Some believe the state’s efforts are superficial, others that they go too far. “Senegal wanted to show the world and its donors that it was committed to the fight against terrorism,” said defence lawyer Assane Dioma Ndiaye on the conclusion of the trial. But, he continued, “there has been an exaggeration. It may be that some people in Senegal were tempted to respond to the call of terrorism.
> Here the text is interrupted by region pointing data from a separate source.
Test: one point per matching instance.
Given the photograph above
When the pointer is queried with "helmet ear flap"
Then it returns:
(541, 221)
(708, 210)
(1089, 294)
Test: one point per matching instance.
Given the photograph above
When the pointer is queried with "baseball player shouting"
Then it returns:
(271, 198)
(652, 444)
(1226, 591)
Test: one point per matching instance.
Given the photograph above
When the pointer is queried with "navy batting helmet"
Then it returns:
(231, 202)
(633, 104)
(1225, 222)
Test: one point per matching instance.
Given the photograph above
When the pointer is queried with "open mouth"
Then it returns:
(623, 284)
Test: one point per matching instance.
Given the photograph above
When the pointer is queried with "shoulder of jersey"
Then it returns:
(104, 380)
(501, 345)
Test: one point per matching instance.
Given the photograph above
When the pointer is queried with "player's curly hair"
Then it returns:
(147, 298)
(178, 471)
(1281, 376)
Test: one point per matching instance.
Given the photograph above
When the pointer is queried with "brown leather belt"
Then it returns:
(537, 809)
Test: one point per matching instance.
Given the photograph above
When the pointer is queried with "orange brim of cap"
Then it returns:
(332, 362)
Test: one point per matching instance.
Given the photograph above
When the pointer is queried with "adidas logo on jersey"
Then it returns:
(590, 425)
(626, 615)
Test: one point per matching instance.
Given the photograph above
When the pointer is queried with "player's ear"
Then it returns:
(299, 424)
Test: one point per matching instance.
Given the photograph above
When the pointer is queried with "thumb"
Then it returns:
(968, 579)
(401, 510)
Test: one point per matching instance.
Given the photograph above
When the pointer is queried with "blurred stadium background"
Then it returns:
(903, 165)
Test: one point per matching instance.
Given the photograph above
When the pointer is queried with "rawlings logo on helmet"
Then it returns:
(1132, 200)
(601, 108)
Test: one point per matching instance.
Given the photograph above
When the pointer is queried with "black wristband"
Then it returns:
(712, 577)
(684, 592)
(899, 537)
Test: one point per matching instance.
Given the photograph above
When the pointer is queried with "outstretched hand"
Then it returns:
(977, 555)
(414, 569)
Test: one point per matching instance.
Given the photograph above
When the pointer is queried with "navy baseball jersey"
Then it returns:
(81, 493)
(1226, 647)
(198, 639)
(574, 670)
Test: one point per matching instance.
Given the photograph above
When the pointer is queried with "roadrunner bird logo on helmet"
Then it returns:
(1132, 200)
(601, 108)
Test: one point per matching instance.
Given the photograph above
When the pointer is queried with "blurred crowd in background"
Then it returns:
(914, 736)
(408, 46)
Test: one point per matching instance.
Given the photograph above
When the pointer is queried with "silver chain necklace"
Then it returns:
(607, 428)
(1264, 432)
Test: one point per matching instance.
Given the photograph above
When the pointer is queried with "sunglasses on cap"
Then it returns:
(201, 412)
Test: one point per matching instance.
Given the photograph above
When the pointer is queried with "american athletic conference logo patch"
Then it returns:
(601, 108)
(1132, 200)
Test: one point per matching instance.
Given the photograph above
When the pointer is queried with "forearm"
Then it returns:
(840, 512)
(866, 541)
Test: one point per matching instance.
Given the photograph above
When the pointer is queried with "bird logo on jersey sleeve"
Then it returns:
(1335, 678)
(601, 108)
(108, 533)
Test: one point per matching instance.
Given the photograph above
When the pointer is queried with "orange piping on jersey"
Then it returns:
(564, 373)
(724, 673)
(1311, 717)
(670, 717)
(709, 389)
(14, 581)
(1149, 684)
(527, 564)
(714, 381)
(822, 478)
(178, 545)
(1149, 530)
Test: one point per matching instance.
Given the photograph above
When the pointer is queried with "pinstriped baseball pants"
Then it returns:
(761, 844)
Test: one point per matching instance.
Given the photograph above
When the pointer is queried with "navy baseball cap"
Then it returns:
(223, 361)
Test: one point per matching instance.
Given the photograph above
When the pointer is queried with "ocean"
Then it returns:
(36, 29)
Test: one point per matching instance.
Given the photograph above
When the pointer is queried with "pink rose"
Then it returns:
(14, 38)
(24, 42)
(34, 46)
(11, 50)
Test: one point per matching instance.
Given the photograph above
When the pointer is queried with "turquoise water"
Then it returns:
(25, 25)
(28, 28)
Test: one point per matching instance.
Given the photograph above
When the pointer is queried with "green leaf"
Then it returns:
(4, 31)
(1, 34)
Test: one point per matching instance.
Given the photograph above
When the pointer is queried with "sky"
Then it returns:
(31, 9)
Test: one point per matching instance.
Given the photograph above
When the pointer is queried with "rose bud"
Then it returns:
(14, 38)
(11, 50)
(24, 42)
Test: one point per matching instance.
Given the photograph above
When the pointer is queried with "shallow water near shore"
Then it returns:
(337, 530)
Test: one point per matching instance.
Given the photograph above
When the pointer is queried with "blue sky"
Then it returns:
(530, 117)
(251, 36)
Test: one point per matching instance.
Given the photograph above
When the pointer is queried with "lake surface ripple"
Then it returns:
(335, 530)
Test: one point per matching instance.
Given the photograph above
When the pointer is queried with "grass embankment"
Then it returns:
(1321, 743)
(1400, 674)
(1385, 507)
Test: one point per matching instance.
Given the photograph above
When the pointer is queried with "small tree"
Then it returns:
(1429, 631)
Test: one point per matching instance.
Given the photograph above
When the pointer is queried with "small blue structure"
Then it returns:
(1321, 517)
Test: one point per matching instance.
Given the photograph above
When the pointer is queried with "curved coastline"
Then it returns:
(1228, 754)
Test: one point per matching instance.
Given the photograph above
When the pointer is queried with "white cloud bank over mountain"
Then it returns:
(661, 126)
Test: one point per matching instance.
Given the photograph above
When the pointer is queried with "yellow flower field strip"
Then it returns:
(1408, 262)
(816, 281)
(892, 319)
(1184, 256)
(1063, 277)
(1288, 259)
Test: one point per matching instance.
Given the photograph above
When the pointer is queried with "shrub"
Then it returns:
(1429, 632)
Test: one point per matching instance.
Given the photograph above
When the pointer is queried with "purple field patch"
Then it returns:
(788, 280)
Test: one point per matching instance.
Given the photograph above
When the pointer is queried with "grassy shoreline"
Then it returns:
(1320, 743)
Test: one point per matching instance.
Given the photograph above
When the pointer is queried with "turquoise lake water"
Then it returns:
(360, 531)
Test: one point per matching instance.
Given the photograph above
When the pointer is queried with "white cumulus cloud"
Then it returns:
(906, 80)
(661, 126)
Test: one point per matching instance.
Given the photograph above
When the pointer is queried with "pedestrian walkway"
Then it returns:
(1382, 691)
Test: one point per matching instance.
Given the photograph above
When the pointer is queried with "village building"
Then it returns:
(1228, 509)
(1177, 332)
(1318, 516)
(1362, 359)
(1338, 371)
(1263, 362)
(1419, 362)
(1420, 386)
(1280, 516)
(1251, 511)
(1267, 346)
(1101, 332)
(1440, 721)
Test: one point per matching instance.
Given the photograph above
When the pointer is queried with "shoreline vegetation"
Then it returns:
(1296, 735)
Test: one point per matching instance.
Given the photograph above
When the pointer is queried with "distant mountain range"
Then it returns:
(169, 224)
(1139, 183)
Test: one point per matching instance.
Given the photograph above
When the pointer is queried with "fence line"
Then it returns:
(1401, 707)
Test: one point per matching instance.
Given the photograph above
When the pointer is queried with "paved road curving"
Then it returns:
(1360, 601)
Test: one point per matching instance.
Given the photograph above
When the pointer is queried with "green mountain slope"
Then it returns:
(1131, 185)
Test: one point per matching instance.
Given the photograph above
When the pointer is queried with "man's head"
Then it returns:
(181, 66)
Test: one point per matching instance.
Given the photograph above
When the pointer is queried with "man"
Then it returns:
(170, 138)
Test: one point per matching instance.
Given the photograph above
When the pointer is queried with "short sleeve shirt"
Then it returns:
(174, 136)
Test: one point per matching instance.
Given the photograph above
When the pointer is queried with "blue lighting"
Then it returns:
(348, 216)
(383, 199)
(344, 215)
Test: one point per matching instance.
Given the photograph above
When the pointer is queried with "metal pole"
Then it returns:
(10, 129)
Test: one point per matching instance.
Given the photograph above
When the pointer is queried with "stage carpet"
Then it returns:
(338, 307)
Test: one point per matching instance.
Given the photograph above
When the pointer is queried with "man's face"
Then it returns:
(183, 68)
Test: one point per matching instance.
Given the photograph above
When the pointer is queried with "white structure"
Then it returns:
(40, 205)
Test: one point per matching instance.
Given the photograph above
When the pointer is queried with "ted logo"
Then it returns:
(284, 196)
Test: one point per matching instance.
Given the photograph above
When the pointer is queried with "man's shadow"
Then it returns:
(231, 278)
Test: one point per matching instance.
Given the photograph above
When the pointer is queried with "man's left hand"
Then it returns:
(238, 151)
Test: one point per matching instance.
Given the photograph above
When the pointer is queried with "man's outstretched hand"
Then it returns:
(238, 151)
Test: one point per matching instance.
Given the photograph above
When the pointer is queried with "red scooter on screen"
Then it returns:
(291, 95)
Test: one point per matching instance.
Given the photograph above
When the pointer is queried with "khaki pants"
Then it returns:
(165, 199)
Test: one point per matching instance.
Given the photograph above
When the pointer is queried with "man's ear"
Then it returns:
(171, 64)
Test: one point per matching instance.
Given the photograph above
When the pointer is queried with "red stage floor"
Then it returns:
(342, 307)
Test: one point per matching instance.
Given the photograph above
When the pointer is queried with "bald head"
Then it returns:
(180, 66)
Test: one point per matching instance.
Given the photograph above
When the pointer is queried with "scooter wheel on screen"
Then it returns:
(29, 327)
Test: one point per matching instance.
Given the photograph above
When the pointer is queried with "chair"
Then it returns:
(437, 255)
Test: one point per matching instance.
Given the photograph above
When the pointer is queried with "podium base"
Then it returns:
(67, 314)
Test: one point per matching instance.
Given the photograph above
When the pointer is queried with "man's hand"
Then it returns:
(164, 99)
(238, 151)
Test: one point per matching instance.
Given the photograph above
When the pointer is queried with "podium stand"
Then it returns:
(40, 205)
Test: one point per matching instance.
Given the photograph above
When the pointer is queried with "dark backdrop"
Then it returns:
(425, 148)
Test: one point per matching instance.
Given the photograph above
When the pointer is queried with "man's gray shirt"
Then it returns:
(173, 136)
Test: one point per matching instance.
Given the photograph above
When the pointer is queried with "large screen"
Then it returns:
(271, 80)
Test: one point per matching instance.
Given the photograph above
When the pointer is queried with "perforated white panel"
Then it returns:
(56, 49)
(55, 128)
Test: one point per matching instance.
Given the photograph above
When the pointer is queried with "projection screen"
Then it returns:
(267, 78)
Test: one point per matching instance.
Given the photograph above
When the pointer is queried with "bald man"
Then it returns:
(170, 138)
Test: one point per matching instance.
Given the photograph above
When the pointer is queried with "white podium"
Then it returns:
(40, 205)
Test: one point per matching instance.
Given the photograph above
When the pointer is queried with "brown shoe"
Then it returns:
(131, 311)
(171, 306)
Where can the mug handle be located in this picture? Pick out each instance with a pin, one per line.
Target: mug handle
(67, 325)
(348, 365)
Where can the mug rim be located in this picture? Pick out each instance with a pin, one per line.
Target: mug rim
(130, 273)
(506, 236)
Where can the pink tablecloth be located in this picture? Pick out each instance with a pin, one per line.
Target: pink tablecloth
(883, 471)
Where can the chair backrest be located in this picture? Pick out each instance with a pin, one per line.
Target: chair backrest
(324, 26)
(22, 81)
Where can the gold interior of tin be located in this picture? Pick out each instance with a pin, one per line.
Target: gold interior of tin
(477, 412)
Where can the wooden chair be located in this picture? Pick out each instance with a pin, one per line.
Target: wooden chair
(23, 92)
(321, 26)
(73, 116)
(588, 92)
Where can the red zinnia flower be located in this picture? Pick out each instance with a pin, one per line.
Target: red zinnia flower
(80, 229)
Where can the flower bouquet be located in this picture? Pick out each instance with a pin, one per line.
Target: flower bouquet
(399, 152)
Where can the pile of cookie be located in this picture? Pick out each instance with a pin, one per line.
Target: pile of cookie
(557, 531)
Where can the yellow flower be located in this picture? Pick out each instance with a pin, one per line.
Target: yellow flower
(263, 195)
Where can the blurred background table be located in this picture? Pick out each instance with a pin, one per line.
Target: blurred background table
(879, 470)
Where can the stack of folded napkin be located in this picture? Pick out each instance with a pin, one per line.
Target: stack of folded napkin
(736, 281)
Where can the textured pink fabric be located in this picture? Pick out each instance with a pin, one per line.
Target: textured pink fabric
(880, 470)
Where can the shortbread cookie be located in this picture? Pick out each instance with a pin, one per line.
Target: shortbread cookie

But the legal response was disproportionate.”
For Sambe, however, the Senegalese government is falling short and needs to put forward some pre-emptive policies to tackle violent extremism.  
“What we need now is an inclusive prevention strategy involving religious leaders, civil society, and the educational world,” he said.
At the 2016 edition of the Dakar International Forum on Peace and Security in Africa, President Macky Sall appealed for a “doctrinal response” to jihadist propaganda, a vague-sounding call for a coordinated response that goes beyond simply military action.
But while Senegal is a secular state, politicians are heavily dependent on religious leaders at election time for securing votes.
This helps to explain why religious institutions and the extensive daara system are largely unregulated, and the growth of foreign ideologies – whether benign or otherwise – is left unchecked. “There is complicity between the religious power and the political power,” said Diop, the former justice ministry official. Another shortcoming in Senegal’s response may be a general unwillingness to acknowledge the problem. The jihadist threat is not a common topic of discussion, and few Senegalese journalists cover the issue.
Kouyaté, the campaigner, is frustrated by this national complacency. “We need to de-taboo what is taboo,” he said. “It is obviously better to pre-empt than to heal, but here in Senegal the medicine only comes after death.”